Marie Lemaire des Anges (1641-1717)

Attribué à Marie Lemaire des Anges (née Marie Lemaire) et l’atelier des Ursulines de Québec, Parement d’autel dit de la Nativité, seconde moitié du dix-septième siècle
Fil de laine et de soie polychrome, filé et frisé or et argent avec lame, cannetille et paillettes, filé riant avec âme de soie, dentelle aux fuseaux avec filé, frisé et lame d’argent, et détrempe sur soie (médaillon), 95 x 261 x 4 cm
Musée des Ursulines de Québec, Pôle culturel du monastère des Ursulines, Québec
Les travaux des brodeuses ne sont pas signés. Toutefois, parmi les quarante-sept pièces qui ornent les tombeaux d’autels de pierre des chapelles et églises du monastère des Ursulines depuis le dix-septième siècle, le Parement d’autel dit de la Nativité, seconde moitié du dix-septième siècle, laisse voir la contribution hors du commun, à Québec, de la religieuse Marie Lemaire des Anges, née Marie Lemaire. Telle une « peinture à l’aiguille », l’œuvre textile révèle une magnificence qui provient de son fond lumineux et brillant, constitué de perles de verre et d’une couchure au fil d’argent qui fait ressortir la richesse des motifs brodés.

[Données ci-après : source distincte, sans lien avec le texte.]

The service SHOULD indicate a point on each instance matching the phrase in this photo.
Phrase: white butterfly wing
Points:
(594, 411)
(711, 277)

Le décor est agrémenté de fleurs naturelles et variées, ainsi que de motifs brodés en haut-relief pour l’encadrement du médaillon et les cornes d’abondance chargées de fruits. La profusion ornementale de motifs végétaux, de volutes et d’arabesques, de même que la scène de la nativité du médaillon, peinte à la détrempe d’après une estampe française, témoignent du raffinement technique auquel est parvenu l’art de la broderie en Europe, et qui se développe à Québec sous l’aiguille de Marie Lemaire des Anges.


La brodeuse française est forte d’un savoir-faire exceptionnel qu’elle tire de son milieu familial, à proximité du Palais du Louvre à Paris et des ateliers de broderie où son père tenait boutique. L’apprentissage des travaux d’aiguille faisant partie de l’éducation offerte à toute jeune fille de classe aisée, Marie Lemaire en bénéficie et perfectionne son art chez les Ursulines, où elle est admise à l’âge de treize ans comme pensionnaire pour prononcer ses vœux en 1657.

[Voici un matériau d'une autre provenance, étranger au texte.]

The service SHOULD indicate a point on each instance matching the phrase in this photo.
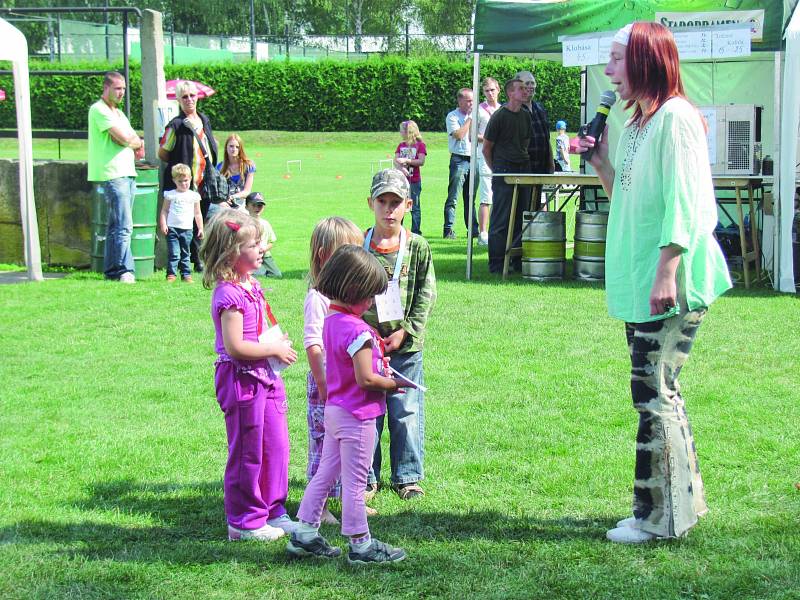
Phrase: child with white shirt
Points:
(181, 206)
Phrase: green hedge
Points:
(374, 95)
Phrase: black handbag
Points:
(215, 187)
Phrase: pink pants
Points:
(257, 472)
(346, 452)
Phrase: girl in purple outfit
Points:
(356, 396)
(249, 391)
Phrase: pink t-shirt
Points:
(343, 335)
(252, 305)
(412, 152)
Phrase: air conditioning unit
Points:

À son arrivée en Nouvelle-France en 1671, Marie Lemaire des Anges met sur pied un atelier qui atteint des sommets dans l’exécution des ornements liturgiques. Elle bénéficie d’un appui financier de sa famille et d’influents dévots qui font des dons de matières riches et raffinées (satin, velours de soie, moire; fils de soie, d’argent et d’or) en provenance de la métropole parisienne. C’est la fondatrice du couvent des Ursulines, Marie de l’Incarnation (1599-1672), qui a inauguré la pratique de la broderie dans la colonie, comme en témoigne le Parement d’autel dit de l’éducation de la Vierge, seconde moitié du dix-septième siècle, qui lui est attribué.

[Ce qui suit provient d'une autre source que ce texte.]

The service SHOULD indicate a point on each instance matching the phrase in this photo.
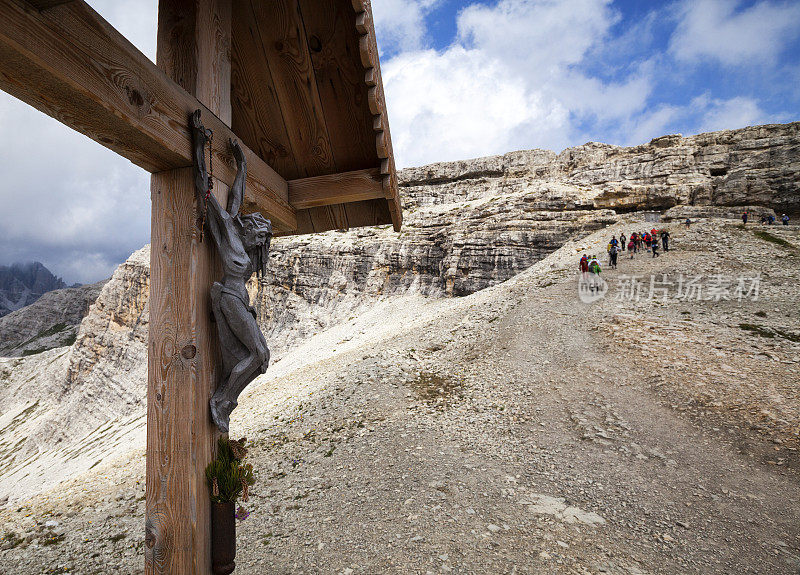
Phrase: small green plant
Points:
(227, 477)
(757, 329)
(768, 237)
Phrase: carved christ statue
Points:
(243, 245)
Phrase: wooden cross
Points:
(298, 83)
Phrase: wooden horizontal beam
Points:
(336, 189)
(71, 64)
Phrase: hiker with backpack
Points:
(583, 265)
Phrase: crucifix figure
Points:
(242, 242)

Grâce à Marie Lemaire des Anges, qui ne quittera plus Québec, l’art de la broderie connaît un âge d’or auquel contribue une trentaine de religieuses jusqu’au dix-huitième siècle. Les parements d’autel et les vêtements d’église – chapes, chasubles et dalmatiques assorties de leurs accessoires – sont conçus et élaborés en phase avec le culte des saints, l’utilisation des reliques et les miracles, des dévotions qui animent la ferveur mystique des catholiques.